Credit program doesn't compile

Question

I tried to make a C program that checks if a bank card is valid.

According to Luhn’s algorithm, you can determine if a credit card number is (syntactically) valid as follows:

Multiply every other digit by 2, starting with the number’s second-to-last digit, and then add those products' digits together.

Add the sum to the sum of the digits that weren’t multiplied by 2.

If the total’s last digit is 0 (or, put more formally, if the total modulo 10 is congruent to 0), the number is valid!

That’s kind of confusing, so let’s try an example with my AmEx: 378282246310005.

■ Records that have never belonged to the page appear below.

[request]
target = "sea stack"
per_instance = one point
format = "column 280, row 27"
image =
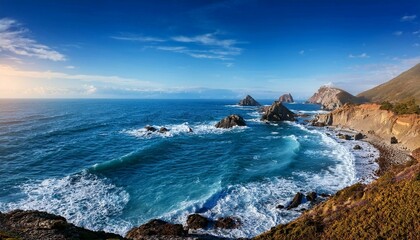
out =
column 286, row 98
column 248, row 101
column 277, row 112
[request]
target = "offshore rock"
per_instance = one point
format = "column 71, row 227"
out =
column 231, row 121
column 156, row 227
column 196, row 221
column 248, row 101
column 286, row 98
column 34, row 225
column 277, row 112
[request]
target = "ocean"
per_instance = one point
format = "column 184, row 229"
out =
column 92, row 162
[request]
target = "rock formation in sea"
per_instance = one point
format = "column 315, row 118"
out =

For the sake of discussion, let’s first underline every other digit, starting with the number’s second-to-last digit:

378282246310005

Okay, let’s multiply each of the underlined digits by 2:

7•2 + 2•2 + 2•2 + 4•2 + 3•2 + 0•2 + 0•2

That gives us:

14 + 4 + 4 + 8 + 6 + 0 + 0

Now let’s add those products' digits (i.e., not the products themselves) together:

1 + 4 + 4 + 4 + 8 + 6 + 0 + 0 = 27

Now let’s add that sum (27) to the sum of the digits that weren’t multiplied by 2:

27 + 3 + 8 + 8 + 2 + 6 + 1 + 0 + 5 = 60

Yup, the last digit in that sum (60) is a 0, so my card is legit!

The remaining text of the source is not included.